This FormBlends review is specific to "Does TRT actually cause blood pressure spikes? Here's what the data shows" from Leviathan Nutrition. We read the clip as a TRT social video fact-checks claim about Testosterone, then separate the useful signal from what a short social video cannot prove. The page-specific claim focus is: Testosterone replacement therapy is associated with dose-dependent erythrocytosis that can increase blood viscosity and contribute to elevated blood pressure, a risk documented in clinical guidelines from the Endocrine Society and American Urological Association.

The reason this review is not generic is the source wording and the canonical claim label "trt replying to old city cafe and grill blood pressure spiking o." In this clip, the useful excerpt is: "So blood pressure spiking during TRT." That wording changes the review because it points to Testosterone evidence, safety, and patient-fit context, not a one-size-fits-all protocol.

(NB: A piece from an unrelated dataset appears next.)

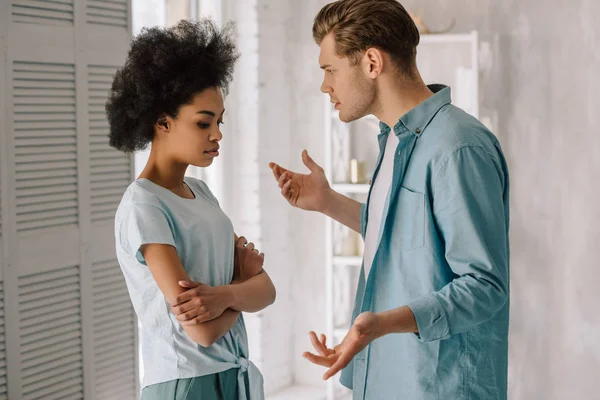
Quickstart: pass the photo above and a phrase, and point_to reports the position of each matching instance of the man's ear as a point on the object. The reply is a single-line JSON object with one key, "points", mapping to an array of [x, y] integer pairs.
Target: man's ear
{"points": [[373, 60]]}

The source trail for this page is checked against Cardiovascular Safety of Testosterone-Replacement Therapy (2023), Testosterone therapy in men with androgen deficiency syndromes: an Endocrine Society clinical practice guideline (2010), and Functional testosterone deficiency in aging men: Clinical impact, diagnostic pathways, and treatment strategies (2026), plus the creator's own wording. Testosterone decisions still need an eligibility review, medication-interaction screen, access check, and quality-control review before anyone treats a social clip as medical advice.

Calof et al.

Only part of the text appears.